鳥たちは大海原を知っている。それは私たちの想像を遥か超えるところに存在し、全ての生き物を凌駕する寛大さと不寛容さを持ち合わせている。世の道理に反したものは生き残れないばかりか、食物連鎖の制裁を直ちに受ける。海を渡る彼らは止まることを許されておらず、知らぬ間に体がそうしている。まるで目指す場所がそこにあるとわかっていてそれが行われている。

私は大海原に抱かれ、そして溺れている。

海の中に入ってしまえば二度と地上の空気を吸うことができない。怖いのだ。私は、その縁をずっと漂っているから、怖いのである。海の深さは底知れず、いつ力尽きてもおかしくない今、この海を漂えば漂うほど尋常の精神は確かなものか疑わしくなる。それでいて生きている実感を感じずにはいられない。陸を求めて進化した先にヒトがいるのだとすれば、今の私は何でもない存在、何にだってなり得るのである。今日も私は何者であったかを探しては終わりの見えない場所で遠くの水平線を目指して泳いでいるが、果たして正解はどうだろうか。

これが夢の中だったらどんなに良かっただろうと、仰向けで漂う私は生まれては消えてゆく大きな雲を見つめて静かに涙する。一滴、二滴と頬の横を伝い、その涙は海の色を変える。変わったのは海ではなく、本当は私なのであるが。

その滴は魚たちがプランクトンと共に体に吸い込んでしまい次々と他の魚たちに知らされ、何者でもないもの涙を神秘的に感じる。あれはどこかの世界では涙というらしいと。

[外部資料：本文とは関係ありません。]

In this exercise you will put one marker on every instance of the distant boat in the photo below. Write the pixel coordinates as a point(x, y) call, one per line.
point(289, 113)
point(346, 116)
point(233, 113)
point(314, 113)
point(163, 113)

鳥たちは涙を知った魚たちを餌にして食べてはまた涙の神秘に寄り添う。これは涙というらしいと、でももどこから生まれたものかなんて知りやしなかった。それでも鳥たちはどこかを目指して海を越えてゆくのである。

私は泳いでは漂い、涙を流し、無慈悲を知る。どんなに頬を伝い知らせても孤独はそこを離れようとはしない。この大海原は赦しはしてくれないのだった。しかしながら、今日も青い空は私を大地のように抱き上げ、雲のパレードで歓迎してくれる。だが、まだ私はどこにも受け入れてもらえていない、何者でもないものとして太平洋を漂っている。

私は夢に溺れている。

夢がどのようなものでどのように崩れていくか知らないまま。それでも夢の中では生きながらえている。

果てしない大海原に抱かれながら。